Portofino’s decor can best be described as 90s vomit: ostentatious light fixtures, bold-patterned textiles, clear plastic chairs. Early 2000s, maybe — I’m not the design expert here — but outmoded any way you slice it. The house wine was half a step below Carlo Rossi. Mediocre as it was, the bread basket signaled salvation. We were starving.
This dinner’s theme was Go Big or Go Home: we ordered two appetizers (Caprese salad and mixed salad), an intermediate course (mushroom risotto), and two entrees (filet x 2). Quick! Which dish was least offensive?
Answer: Caprese salad. Though the tomatoes were pink/mealy and pesto took the place of fresh basil (slackers!), the mozzarella was good. That said, how does one fuck up sliced mozzarella? Evidently, one does not.
The mixed salad was an atrocity, accompanied as it was by previously frozen green beans and canned peaches. That’s right: freaking canned fruit, which was billed as “candied” or some such. Alex and looked at each other in shock: surely, the subsequent courses wouldn’t be this flimsy?
But you know where this story is headed. The risotto (raved about by ladies at the pool) tasted like knockoff Olive Garden — edible, yes, but far from palatable. Mostly, it was salty. Salty and brown, capped with a tiny bit of parmesan that no doubt came from a plastic tub.
Most egregious were the steaks. Disconcertingly homogeneous in size and shape, accompanied by more frozen beans, the steaks were as close to flavorless as food can get. As Alex said, “It’s like they sucked out all the natural flavorings and replaced them with chemical preservatives.” Omaha Steaks would have seemed princely compared to this swill.
We took a few bites of steak before bolting. That’s right: we left mid-meal, not notifying our waiter or the hostess. Our exit was lushly freeing, exuberant in the same manner of skipping class.
Still hungry, we hit up the Seaside Grill to see what we could get. Shortly after we were seated, a man with an earpiece approached us.
“Mr. Ryan, Mrs. Ryan*? We notice you just left Portofino — did you encounter problems there?”
“Actually,” Alex said, “we did.” He related our story: the ungodly wait, the distant service, the laughable wine, the shoe-leather steak.

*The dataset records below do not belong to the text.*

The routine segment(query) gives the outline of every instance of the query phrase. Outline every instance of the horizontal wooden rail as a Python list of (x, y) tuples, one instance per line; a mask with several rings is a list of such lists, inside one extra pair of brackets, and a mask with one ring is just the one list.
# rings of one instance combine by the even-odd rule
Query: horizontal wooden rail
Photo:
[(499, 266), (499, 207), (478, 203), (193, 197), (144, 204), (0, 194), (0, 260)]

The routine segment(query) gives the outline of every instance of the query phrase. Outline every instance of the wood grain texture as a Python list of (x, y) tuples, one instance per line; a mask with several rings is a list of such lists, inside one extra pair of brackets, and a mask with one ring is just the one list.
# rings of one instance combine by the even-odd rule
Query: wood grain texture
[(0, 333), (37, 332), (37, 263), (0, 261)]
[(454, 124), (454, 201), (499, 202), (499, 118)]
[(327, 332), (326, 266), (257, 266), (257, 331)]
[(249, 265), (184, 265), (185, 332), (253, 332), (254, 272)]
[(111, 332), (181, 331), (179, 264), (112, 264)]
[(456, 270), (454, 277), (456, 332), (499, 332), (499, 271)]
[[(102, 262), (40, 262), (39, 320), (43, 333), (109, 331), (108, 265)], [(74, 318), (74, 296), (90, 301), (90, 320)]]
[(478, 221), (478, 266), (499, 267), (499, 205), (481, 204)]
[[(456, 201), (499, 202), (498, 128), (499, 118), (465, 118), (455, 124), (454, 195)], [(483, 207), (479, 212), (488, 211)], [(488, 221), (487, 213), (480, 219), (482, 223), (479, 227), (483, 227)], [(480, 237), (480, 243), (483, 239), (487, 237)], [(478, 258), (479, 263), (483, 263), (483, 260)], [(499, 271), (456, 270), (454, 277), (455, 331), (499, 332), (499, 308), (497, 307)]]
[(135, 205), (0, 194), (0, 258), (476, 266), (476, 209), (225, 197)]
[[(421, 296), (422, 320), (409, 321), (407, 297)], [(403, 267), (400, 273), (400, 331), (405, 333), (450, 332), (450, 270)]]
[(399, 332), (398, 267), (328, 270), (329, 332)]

“You can tell me honestly,” A. said to Earpiece Dude. “When you go home at night, you eat better steak than that, right? You wouldn’t serve your family a steak like that.”
“I’m sorry for your negative experience, sir,” the man answered, unable to confirm what everyone knew was true. “Allow me to rectify the situation.”
And so we were showered with more crappy food: a meat empanada (pork or beef: it was anyone’s guess), a watercress salad with chopped spinach subbed in for the title ingredient, stale cookies. More cheap scotch. If I hadn’t so thoroughly enjoyed kvetching about the food, I’d have been thoroughly depressed.
I understand that Dreams targets a fairly narrow demographic; I now know that I don’t fit within that demographic’s boundaries. I’m not a 24-year-old who wants to get shitty on Malibu, nor am I an Indiana wife burdened by the malaise of My Rural Existence. Still, Dreams’ marketing is entirely deceptive: there’s nothing luxurious about the place. Sysco slop is Sysco slop regardless of where it’s served.
Bottom line: if you like to eat food, do not visit Dreams Puerto Aventuras.
*All resort staff (incorrectly) referred to me as “Mrs. Ryan,” despite my attempts to correct them. Random people asked me if I was married, with children; they seemed perplexed — disconcerted? — when I said “no.” In some cases, I said, “Well, I’m from San Francisco,” which placated them. Heteronormativity!